Stocks are lower this morning after ECB President Mario Draghi said the ECB is not looking at doing more QE after the program ends in March. Bonds and MBS are up.

In economic data this morning, initial jobless claims rose 13k to 260k. Separately, the Bloomberg Consumer Comfort Index fell. The Philly Fed manufacturing index improved in September, but manufacturing has generally been weak across the board as the stronger dollar hurts competitiveness overseas. 

Existing Home Sales rebounded in September to an annualized pace of 5.47% from a downward-revised pace of 5.3 million in August. The median home price was up 5.6% to $234,200. The first time homebuyer represented 34% of all sales, which is a big improvement from the 30% - 32% range it had been stuck in for the past year. Inventory remains tight, however with about 2.05 million homes on the market, which represents a 4.5 month supply. A balanced market is closer to 6.5 months. Distressed sales (foreclosures and short sales) represented 4% of all sales, which is a post-crisis low. Days on market ticked up to 39 days from 36 in August. The increase in the first time homebuyer is definitely good news, and we may finally be seeing the pent-up demand that has been building over the past 10 years finally come to market. 

In spite of all that pent-up demand, housing starts remain anemic given where we are in the economic cycle. Housing construction has been the missing link this whole recession. Note the shaded grey areas on the chart. Those are recessions. See how housing construction historically experienced a sharp rebound after the economy bottomed? We haven't seen that this time around. Some of that was due to an overhang of inventory from the bubble years that needed to be sold, however that adjustment was made by 2011 or so. Since then, tight inventory and rising prices have been the story. The reason why this recovery has been so tepid has been the absence of a robust housing construction market.



Note that Fannie Mae thinks that housing construction will remain muted. In their latest Economic Commentary, they forecast housing starts will grow to about 1.3 million in 2017, which is about 12% higher than their forecast for 2016. The bright spot? SFR will increase to 15% to an annualized pace of 883k. SFR will cannibalize multi-fam going forward as the economy improves and more Millennials go from being renters to being buyers. Speaking of which...

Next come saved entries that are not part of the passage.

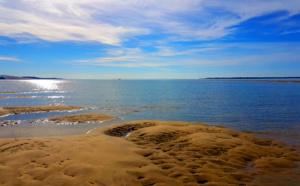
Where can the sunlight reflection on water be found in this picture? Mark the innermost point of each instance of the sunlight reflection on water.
(45, 84)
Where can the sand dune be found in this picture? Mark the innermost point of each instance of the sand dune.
(155, 153)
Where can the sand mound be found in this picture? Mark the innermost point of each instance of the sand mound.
(22, 110)
(155, 153)
(87, 117)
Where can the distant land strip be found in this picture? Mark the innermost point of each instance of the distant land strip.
(253, 78)
(8, 77)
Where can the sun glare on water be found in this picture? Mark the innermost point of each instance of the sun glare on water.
(47, 85)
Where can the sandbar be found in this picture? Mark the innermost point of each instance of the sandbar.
(21, 110)
(80, 118)
(153, 153)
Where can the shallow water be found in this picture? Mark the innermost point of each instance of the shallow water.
(243, 105)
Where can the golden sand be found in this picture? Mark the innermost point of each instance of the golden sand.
(93, 117)
(155, 153)
(21, 110)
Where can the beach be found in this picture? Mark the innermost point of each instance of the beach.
(149, 153)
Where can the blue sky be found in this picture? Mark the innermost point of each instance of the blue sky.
(149, 39)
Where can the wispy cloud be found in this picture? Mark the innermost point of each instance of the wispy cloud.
(205, 55)
(114, 21)
(9, 59)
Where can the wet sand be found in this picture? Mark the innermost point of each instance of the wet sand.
(154, 153)
(80, 118)
(21, 110)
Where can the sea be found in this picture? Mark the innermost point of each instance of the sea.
(268, 109)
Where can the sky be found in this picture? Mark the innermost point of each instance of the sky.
(149, 39)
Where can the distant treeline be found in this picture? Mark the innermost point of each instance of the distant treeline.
(253, 78)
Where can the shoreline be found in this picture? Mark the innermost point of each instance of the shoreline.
(155, 153)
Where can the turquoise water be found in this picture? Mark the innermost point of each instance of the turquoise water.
(243, 105)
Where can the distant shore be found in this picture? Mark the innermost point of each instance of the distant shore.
(253, 78)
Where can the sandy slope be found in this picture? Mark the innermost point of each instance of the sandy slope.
(155, 153)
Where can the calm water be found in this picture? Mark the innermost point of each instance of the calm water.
(242, 105)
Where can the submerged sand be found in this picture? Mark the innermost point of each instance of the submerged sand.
(80, 118)
(155, 153)
(21, 110)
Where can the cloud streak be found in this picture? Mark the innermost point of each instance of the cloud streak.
(9, 59)
(114, 21)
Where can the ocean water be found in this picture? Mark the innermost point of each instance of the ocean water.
(266, 107)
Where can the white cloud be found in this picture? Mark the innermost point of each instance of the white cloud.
(114, 21)
(205, 55)
(9, 59)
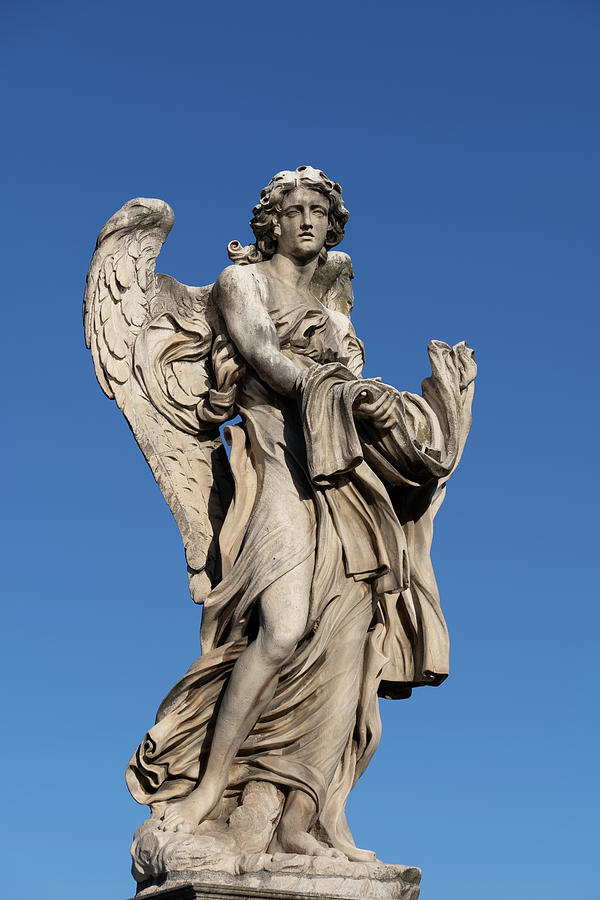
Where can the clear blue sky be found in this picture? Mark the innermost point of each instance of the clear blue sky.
(466, 135)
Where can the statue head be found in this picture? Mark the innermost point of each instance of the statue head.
(268, 208)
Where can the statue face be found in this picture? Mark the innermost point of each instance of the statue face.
(301, 228)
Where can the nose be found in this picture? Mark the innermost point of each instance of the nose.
(306, 218)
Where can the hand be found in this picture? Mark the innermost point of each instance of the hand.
(465, 361)
(380, 410)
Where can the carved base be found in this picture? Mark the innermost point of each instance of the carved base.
(290, 877)
(229, 857)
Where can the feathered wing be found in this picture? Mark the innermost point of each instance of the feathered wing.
(159, 352)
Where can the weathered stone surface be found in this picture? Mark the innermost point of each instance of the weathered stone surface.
(309, 546)
(293, 876)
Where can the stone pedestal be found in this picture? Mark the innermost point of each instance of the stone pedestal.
(295, 878)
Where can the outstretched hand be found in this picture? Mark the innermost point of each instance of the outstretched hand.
(379, 409)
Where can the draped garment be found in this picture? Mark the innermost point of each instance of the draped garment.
(314, 481)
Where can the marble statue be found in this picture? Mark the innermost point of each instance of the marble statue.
(307, 539)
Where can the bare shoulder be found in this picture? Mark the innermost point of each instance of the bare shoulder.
(237, 276)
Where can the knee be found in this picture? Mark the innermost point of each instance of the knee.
(278, 644)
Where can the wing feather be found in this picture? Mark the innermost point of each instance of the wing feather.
(164, 385)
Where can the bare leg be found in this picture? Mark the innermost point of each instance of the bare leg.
(292, 832)
(283, 614)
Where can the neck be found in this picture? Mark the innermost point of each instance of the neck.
(295, 272)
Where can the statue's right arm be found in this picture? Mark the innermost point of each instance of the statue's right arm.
(251, 329)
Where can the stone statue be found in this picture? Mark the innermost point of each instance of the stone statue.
(308, 544)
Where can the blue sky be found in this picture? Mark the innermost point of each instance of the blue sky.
(466, 136)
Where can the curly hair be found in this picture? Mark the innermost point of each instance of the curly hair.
(269, 206)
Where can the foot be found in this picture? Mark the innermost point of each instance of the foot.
(289, 841)
(185, 815)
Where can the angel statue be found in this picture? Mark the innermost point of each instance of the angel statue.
(307, 537)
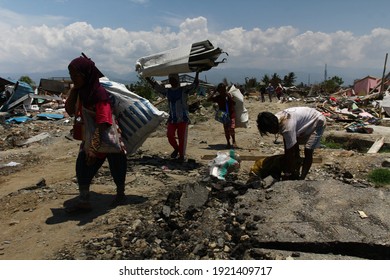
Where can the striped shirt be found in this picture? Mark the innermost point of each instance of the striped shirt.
(177, 101)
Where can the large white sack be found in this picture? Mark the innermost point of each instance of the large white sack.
(137, 117)
(242, 116)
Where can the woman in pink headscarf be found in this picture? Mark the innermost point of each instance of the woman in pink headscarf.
(87, 92)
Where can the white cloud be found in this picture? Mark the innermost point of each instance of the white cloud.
(35, 48)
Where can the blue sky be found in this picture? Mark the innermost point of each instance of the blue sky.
(277, 35)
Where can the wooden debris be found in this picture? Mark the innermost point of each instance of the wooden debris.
(376, 146)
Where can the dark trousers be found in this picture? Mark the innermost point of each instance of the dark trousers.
(85, 173)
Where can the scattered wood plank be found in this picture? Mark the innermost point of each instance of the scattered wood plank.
(376, 146)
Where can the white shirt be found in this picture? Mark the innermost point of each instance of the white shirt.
(296, 124)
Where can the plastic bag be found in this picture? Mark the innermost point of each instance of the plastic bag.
(110, 139)
(224, 164)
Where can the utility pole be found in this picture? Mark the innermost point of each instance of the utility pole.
(383, 76)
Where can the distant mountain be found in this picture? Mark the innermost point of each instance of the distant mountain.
(233, 75)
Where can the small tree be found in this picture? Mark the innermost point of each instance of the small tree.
(289, 79)
(332, 85)
(27, 80)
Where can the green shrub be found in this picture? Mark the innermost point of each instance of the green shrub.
(380, 176)
(331, 144)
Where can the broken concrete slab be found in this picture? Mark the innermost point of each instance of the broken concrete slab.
(312, 216)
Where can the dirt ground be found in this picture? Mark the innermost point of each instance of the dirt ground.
(151, 225)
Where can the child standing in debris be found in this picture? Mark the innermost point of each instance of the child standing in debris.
(298, 125)
(179, 117)
(87, 92)
(225, 100)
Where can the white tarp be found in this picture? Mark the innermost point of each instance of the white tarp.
(185, 59)
(137, 117)
(242, 116)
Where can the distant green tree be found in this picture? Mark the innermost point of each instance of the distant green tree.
(332, 85)
(250, 83)
(27, 80)
(275, 80)
(266, 79)
(289, 79)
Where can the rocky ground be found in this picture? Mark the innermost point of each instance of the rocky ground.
(174, 210)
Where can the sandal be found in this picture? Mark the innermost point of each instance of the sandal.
(119, 200)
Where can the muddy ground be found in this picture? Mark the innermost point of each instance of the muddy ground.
(173, 209)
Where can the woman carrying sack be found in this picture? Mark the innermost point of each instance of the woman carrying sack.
(95, 99)
(226, 103)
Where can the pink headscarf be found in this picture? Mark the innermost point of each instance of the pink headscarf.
(92, 92)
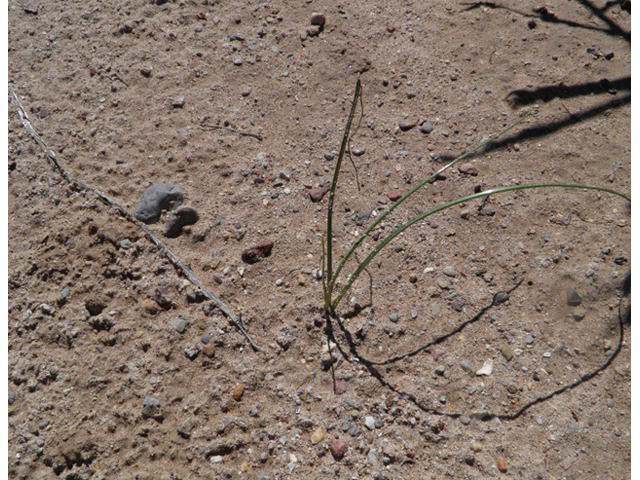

Trulia has a good piece out on the advantages of buying versus renting. Buying a home is 37% cheaper than renting nationally. Naturally, the advantage differs from market to market, but even the worst markets for buying are still 17% cheaper. This assumes the buyer puts down 20% and stays in the house for 7 years. The advantage was as high as 41% in 2012, and got as low as 34% in 2014. Of course this is a moving target as mortgage rates and house prices change. Where are the tipping points to flip the relationship? For home prices, it is a median house price of $468k. For mortgage rates, it is 9.1%.